Fast integer square root in Go

2,521 views
Skip to first unread message

Job van der Zwan

unread,
Jul 16, 2012, 12:16:44 AM7/16/12
to golan...@googlegroups.com
TL;DR: Challenge: try to beat these integer square root algorithms using pure Go!

So, because I started working on a little (at the moment highly unreliable) math library, I've been trying out a bunch of different integer square root algorithms. This is the fastest code I've been able to come up with:

func Sqrt(x uint64) uint64 {
// The most significant bit of the square root of x is equal to log2(x)/2. 
// Using uint instead of uint64 guarantees native word size, which is 
// more than 60% faster on my x86 Netbook.
r := uint(1 << (u64.Log2(x) >> 1))
s := r >> 1
t := r + s
// Try to set a bit in the intermediate result, see if the square of the
// resulting number is smaller than the input. If not, set it as the new
// intermediate result. Shift a bit to the right, repeat.
for s > 0 {
if uint64(t)*uint64(t) <= x {
r = t
}
s >>= 1
t = r + s
}
return uint64(r)
}

This kind of surprised me, being such a simple algorithm, and involving a multiplication. It's the fastest option on an x86 simply because it actually avoids using uint64 most of the time. When that optimisation is taken out (or in the case of int32/uint32) it still appears to tie with Jack Crenshaw's algorithm, which I adapted as follows:

func Sqrt(x uint64) (r uint64) {
// p starts at the highest power of four less or equal to x
p := uint64(1 << ((Log2(x) >> 1) << 1))
for p > 0 {
if x >= r+p {
x -= r + p
r += p << 1
}
r >>= 1
p >>= 2
}
return
}

However, using the standard math package with casting to/from float64 is still two to three times faster (although I'm not entirely sure if I'm benchmarking in a way that is representative of real world situations - if not, the difference is probably even bigger). The FPU is hard to beat when it comes to square roots. This kind of frustrates me, because with everything else so far I've already managed to beat it :P. Any ideas?
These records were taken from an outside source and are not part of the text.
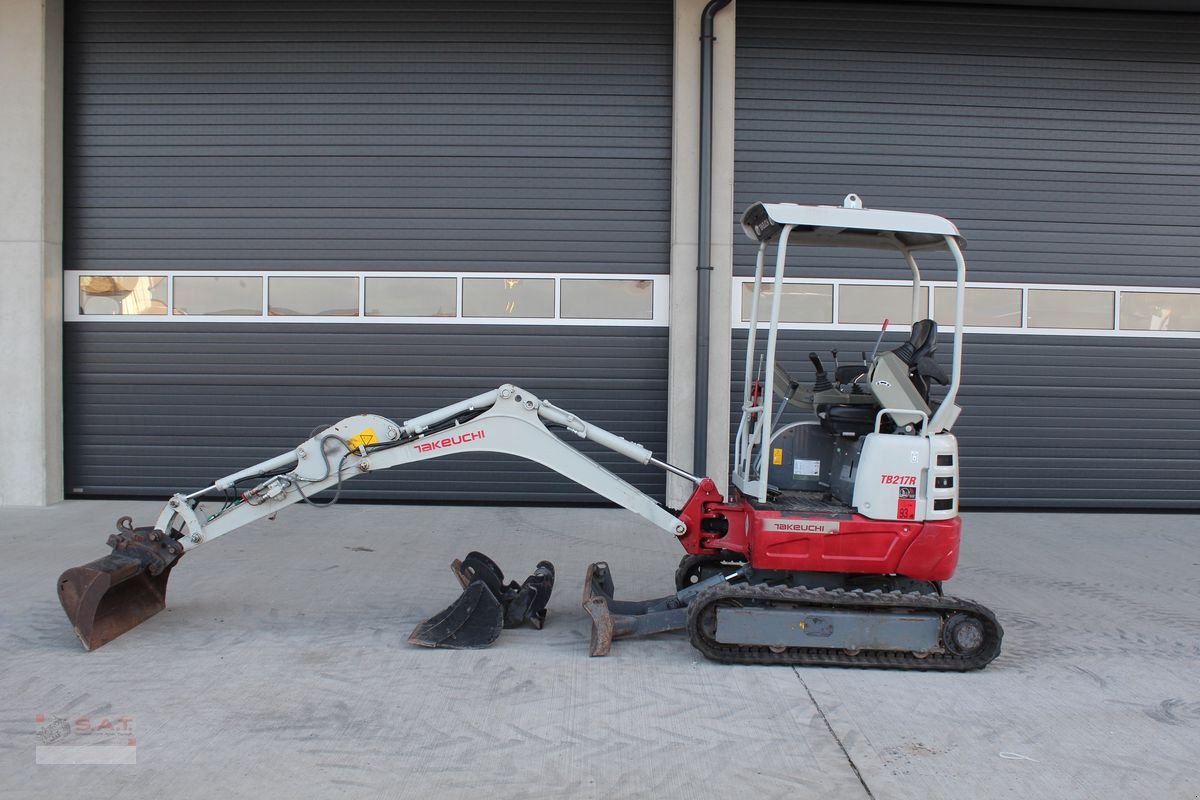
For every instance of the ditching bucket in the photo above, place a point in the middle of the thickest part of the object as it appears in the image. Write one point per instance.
(472, 621)
(114, 594)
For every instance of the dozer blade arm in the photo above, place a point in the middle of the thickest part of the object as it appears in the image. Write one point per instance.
(507, 420)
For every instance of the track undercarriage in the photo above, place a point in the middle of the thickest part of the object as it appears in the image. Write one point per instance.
(736, 614)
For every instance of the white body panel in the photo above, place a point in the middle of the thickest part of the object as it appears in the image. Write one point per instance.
(897, 477)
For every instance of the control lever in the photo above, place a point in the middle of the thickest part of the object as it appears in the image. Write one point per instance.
(822, 382)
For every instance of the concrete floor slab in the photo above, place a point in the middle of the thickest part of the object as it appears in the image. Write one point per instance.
(280, 668)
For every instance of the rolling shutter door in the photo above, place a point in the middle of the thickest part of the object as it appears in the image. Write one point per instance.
(1066, 145)
(448, 137)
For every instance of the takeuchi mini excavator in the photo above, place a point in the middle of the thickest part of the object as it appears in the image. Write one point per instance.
(829, 549)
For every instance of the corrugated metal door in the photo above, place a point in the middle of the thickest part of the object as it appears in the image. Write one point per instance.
(453, 137)
(1066, 144)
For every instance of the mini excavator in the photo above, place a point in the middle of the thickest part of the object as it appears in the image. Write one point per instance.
(831, 547)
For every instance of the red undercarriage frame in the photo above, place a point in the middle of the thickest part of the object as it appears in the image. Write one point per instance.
(819, 542)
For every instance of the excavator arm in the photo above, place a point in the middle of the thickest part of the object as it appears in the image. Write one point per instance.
(108, 596)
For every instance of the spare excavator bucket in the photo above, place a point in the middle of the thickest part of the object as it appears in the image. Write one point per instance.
(114, 594)
(486, 606)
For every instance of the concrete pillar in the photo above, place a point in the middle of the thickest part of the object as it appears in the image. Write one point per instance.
(684, 247)
(31, 252)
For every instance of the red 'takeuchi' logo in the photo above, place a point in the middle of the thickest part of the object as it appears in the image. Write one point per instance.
(898, 480)
(449, 441)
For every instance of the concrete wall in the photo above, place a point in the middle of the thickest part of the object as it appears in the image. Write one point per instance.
(684, 247)
(31, 251)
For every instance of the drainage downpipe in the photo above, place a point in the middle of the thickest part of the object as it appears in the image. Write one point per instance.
(705, 263)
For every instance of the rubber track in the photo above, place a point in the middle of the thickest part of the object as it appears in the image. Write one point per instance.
(821, 599)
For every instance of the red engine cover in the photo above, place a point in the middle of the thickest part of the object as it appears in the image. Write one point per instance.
(822, 542)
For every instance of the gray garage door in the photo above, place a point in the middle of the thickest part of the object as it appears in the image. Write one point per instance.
(1067, 146)
(251, 143)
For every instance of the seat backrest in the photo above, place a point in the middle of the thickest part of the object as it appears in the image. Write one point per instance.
(922, 343)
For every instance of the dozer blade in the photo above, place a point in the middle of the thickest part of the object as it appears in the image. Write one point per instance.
(472, 621)
(613, 619)
(109, 596)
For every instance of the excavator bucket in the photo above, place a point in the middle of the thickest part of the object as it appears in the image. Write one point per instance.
(117, 593)
(486, 606)
(472, 621)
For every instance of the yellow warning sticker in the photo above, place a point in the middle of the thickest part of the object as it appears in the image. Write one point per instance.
(365, 438)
PS: Also, I'm not entirely sure if using u64.Log2 is really effective as an optimisation with the last algorithm: with evenly distributed numbers, the highest bit is set in 50% of the cases, right? So is it worth it? Should I assume even distribution when designing these algorithms?

Sonia Keys

unread,
Jul 16, 2012, 1:48:46 PM7/16/12
to golan...@googlegroups.com
This raises some interesting questions for an integer math library.  It does seem likely that different algorithms would be advantageous in different situations, on different machine architectures, for example, or with different input distributions.  A math library that offered different algorithms would seem valuable.  In cases where it had different algorithms, it might provide a benchmark function where you could supply data typical of your application and it would show the relative speeds of of the algorithms, for that data set, and on your machine.

Job van der Zwan

unread,
Jul 19, 2012, 7:20:46 AM7/19/12
to golan...@googlegroups.com
On Monday, 16 July 2012 19:48:46 UTC+2, Sonia Keys wrote:
This raises some interesting questions for an integer math library.  It does seem likely that different algorithms would be advantageous in different situations, on different machine architectures, for example, or with different input distributions.  A math library that offered different algorithms would seem valuable.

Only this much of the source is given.